Keeping the waterway open—or reopening it during a war—has been a central mission for the U.S. Navy in the Middle East for decades. Even under the most optimistic scenarios, it could take weeks or months to shrink the threat of Iranian attacks sufficiently for routine ship traffic to resume, former U.S. military commanders said.

The task will become much tougher if Iran mines the strait, because the Navy has sharply cut its minesweeping capabilities and would likely require help from the U.K. or other allies.

“As long as people know that we are making progress to reopen the strait, that’s going to assuage a lot of concern,” and the U.S. military “is working very hard at that,” said retired Marine Gen. Frank McKenzie, a former top U.S. commander in the Middle East.

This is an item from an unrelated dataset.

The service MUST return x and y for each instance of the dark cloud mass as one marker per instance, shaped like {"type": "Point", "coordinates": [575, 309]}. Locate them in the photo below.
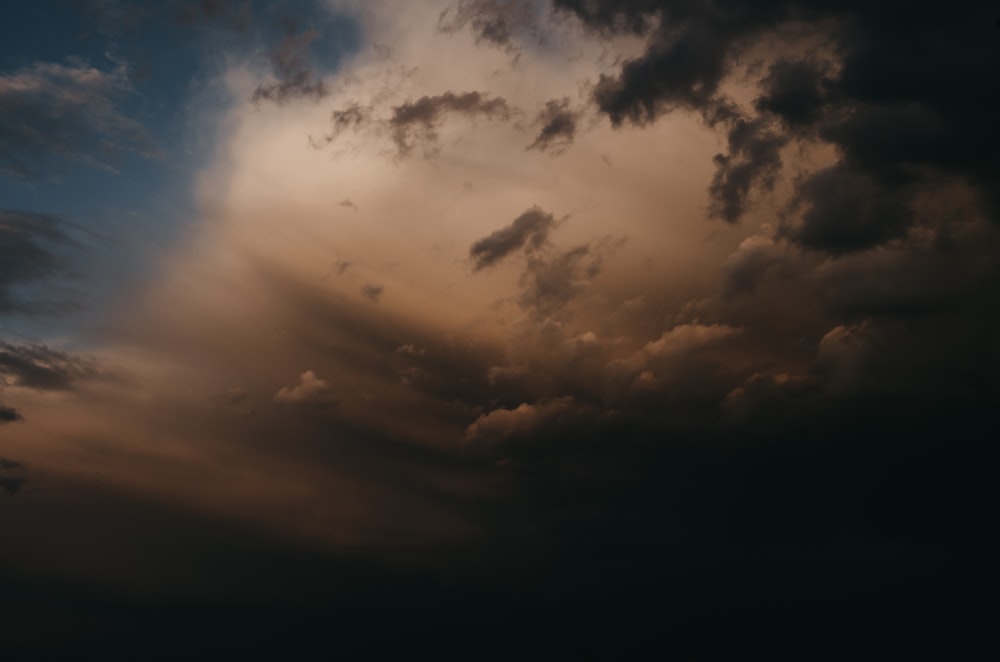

Holmes at the War College noted that most Navy destroyers in the region are needed to help protect U.S. aircraft carriers there, because successfully hitting one of those “would be like striking gold for Iran.” He said that leaves “just a handful of ships” for convoy duty.

European allies might join the U.S. in defending the Strait, but their navies are already threadbare. Britain’s once-dominant Royal Navy has shrunk to its smallest size in centuries. British officials are currently looking into the practicalities of deploying to escort cargoes through the Strait, but officials familiar with the matter say no final decision has been made.